I felt oddly empty after the bat mitzvah. I began to notice all the other ways I was Sefeed compared to my cousins: The way the older one tilted her head when she spoke. The way they ended each other’s names with “joon” (dear). The way their Spotify profiles were dominated by Persian music. The way my cousin’s friends casually used Persian words in their conversations: “Heechee?” (Nothing?) my cousin asked when a friend announced they weren’t going to buy anything from the pizzeria. As I observed all of the culture I was missing out on due to my white-washed ways, I became overwhelmed with desire. My old dream to be accepted in white culture wilted and died, and a new dream to be an esteemed member of the Persian Jewish community took over. 

“Farsi harf bezan!” (Speak Farsi!) I reminded my mother as we drove to a family dinner. This was part of a resolution I had just made to myself: I would not be Sefeed anymore. I was going to dive head-first into embracing my Persian identity. I enlisted my mother to speak to me strictly in Persian, and I would do my best to answer in Persian, although speaking full sentences would take me time. I toyed with the idea of signing up for an Iranian dance class once I’m back in Toronto. The only music playing from my AirPods became Persian: Sasy, Sami Beigi, and Mortezea Pashaei climbed my Spotify stats. “Mamanjoony, I’m going to learn Persian!” I exclaimed to my grandma, and saw tears in her eyes as she implored me not to change my mind. On the last night of our stay, as I hugged my cousin goodbye, I vowed to her: “Next time you see me, I will be less Sefeed.” “Doostet Daraam!” (I love you!) I shouted at her as she turned to leave the dinner, and she laughed adoringly, asking me to say it again so she could record a video of the beginning of my Persian journey. 
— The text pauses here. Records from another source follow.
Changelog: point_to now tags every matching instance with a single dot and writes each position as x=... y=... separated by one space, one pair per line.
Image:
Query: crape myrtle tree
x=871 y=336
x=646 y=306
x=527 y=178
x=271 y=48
Now that I’m back in Toronto, I struggle with how to maintain the urgency of my desire to connect with my Iranian culture. I am once again surrounded by friends of European descent. Plans for Iranian dance classes faded away with the summer. I am less persistent in reminding my mother to speak Farsi. I swore I would call my grandma for at least five minutes daily, but I haven’t dialed her number in weeks. My mind is consumed with thoughts of university applications, homework deadlines, whether my friends hate me, whether she wants to have sex with me, how I will afford both rent and groceries next year, whether I am making all the wrong decisions—the mundane mind of a teenager. My daily life in Toronto does not offer reminders of the Persian culture that I am missing, so my longing to connect with it has meandered down my list of priorities. I write this essay as a means to reinvigorate my hunger for a strong Persian Jewish identity. I write this essay as a means to hold myself accountable. I write this essay as a public proclamation: I will not forget the intimate Persian Jewish community I experienced in LA. I will shower myself in Farsi culture and rid myself of my Sefeed-washing.